Toolbars are software extensions that are visible in the GUI of the host program. In the case of PUPs, the host program is usually a browser. The visible part of the toolbar can vary from one extra button added to the browsers own taskbar, to the bar over the full width at the top of the browser window.

A registry cleaner, also known as registry optimizer or registry defragmenter, is a program that claims to clean the computer’s registry in order to optimize the system’s performance. It is usually free.

Many favor downloading, installing, and running this type of program because they swear by the improved capabilities observed after the registry is cleaned. However, researchers claim that this perceived improvement can only be a form of placebo effect.

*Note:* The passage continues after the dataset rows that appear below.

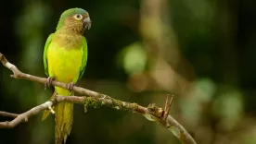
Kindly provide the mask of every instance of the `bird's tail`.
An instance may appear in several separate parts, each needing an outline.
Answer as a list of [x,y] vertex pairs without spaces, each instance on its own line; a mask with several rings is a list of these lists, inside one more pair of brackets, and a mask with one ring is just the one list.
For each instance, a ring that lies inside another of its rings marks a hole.
[[[58,95],[70,96],[72,93],[68,90],[55,87],[55,93]],[[53,97],[52,96],[52,97]],[[55,106],[55,143],[64,144],[66,143],[67,137],[70,134],[72,121],[73,121],[73,103],[70,102],[59,102]],[[45,119],[49,112],[45,112],[43,120]]]

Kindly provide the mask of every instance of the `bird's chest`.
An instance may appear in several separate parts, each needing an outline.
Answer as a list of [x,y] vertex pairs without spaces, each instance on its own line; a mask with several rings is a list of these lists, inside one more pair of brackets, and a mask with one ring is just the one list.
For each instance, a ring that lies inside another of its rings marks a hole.
[[62,82],[76,82],[82,66],[81,48],[65,48],[52,43],[47,52],[50,77]]

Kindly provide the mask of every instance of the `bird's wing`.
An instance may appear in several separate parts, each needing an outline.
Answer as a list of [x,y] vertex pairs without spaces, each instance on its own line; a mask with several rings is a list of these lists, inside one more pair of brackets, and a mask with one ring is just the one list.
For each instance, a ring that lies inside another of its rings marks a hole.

Commercial keyloggers are applications designed to harvest user interactions with a computer. These interactions include the capture of keystrokes, usernames and passwords, screenshots, collection of images and sound from the microphone/camera, printed documents, browser history, emails, chat logs, and more. Commercial keyloggers are similar to Infostealers in their ability to covertly collect user information, but differ in the fact that these programs can be obtained with a legitimate license through legal means. Commercial keyloggers are often marketed toward concerned spouses/parents who wish to monitor usage of a home PC, corporate IT/security teams maintaining DLP protocols, and auditors checking for conformity to policy.

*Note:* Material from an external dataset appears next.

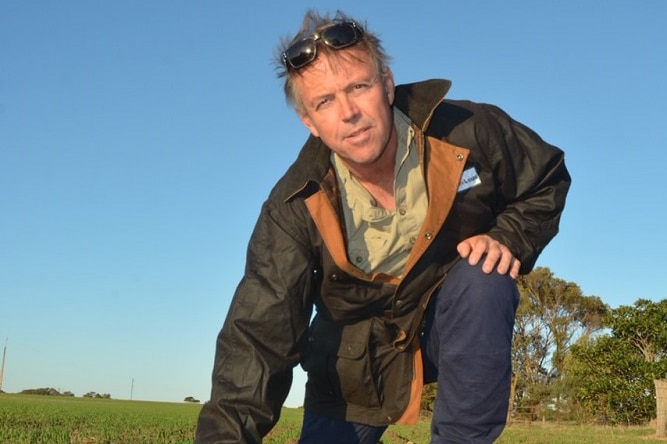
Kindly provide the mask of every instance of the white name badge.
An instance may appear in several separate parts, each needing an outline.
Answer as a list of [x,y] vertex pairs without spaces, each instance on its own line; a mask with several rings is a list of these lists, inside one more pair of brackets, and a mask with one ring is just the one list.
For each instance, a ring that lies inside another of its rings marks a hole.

Commercial keyloggers are often polished applications featuring huge selections of monitoring and stealth capabilities to assist users in maintaining a long-term presence. Due to the low cost and vast availability of these types of applications, commercial keyloggers have long been a preferred choice for criminals seeking a low barrier of entry for identity theft and fraud activities.

Browser Helper Objects (BHOs) are add-ons or plugins designed for Microsoft’s Internet Explorer (IE). Designed to enable COM objects to be written that will load with the browser (both IE and Windows Explorer), BHOs were a means to enhance the functionality of the browser. Their first use was to add toolbars to the browser windows.

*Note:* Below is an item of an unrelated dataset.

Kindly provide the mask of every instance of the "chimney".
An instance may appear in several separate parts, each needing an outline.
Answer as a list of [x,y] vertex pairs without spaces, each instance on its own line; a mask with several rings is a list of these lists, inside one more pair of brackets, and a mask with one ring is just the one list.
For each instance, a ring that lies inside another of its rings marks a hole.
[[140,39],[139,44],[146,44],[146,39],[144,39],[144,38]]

Although these objects are usually dll files, we have also seen dat and exe files. The unrestricted access that BHOs have by design in IEs Document Object Model make them a powerful tool in the hands of attackers. In the Windows registry, the BHOs are registered by globally unique identifiers called CLSIDs under the key HKEY_LOCAL_MACHINE\SOFTWARE\Microsoft\Windows\CurrentVersion\Explorer\Browser Helper Objects. There the CLSIDs are sub-keys that enumerate the BHOs in use on that system.

Browser extensions are computer programs that add functionality to existing browsers. They come in as many kinds (and more) as there are browsers.

Internet Explorer distinguishes between toolbars and browser helper objects (BHOs). Other browsers like Firefox, Chrome, Opera, and Safari call them add-ons or simply extensions.

For PUPs, the economically most interesting browsers are the most popular ones, e.g. Chrome, Firefox, and Internet Explorer.

Adware, short for advertising supported software, is arguably the forerunner of the modern day PUP (Potentially Unwanted Program). Adware is typically a standalone program which displays adverts to the end-user in a variety of forms: inside the program itself, or via pop-ups, slide-in adverts, browser pop-ups, inserted adverts, or altered website content. The revenue generated by the adverts is how the program the adware is attached to is paid for, meaning the end-user receives their desired tool or service for “free.” Unfortunately, adware has a history of dubious value propositions, and what is initially offered can often turn out to be a scam or not what the end-user intended.

Advertising (ad) fraud, also called click fraud or click spam, is a practice by bad actors, specifically dubious advertising networks, wherein they deliberately use automated programs—from simple to sophisticated bots and botnets—to interact with advertisements online. They do this by simulating legitimate users into clicking ads, visiting pages, and (in some instances) creating fake form submissions.

While it is common knowledge that fraud earnings of this sort are inflated via automated means, some claim that a significant portion of ad click traffic is generated by actual people (low-wage workers). Furthermore, some form of fraud involves ads that are never seen in the wild by Internet users and ads that publishers intentionally misrepresent. Regardless of how click fraud is played, the objective of people and organizations behind them varies. The most obvious one is to generate high profit, the less obvious one is to incriminate or damage the profit of competitors.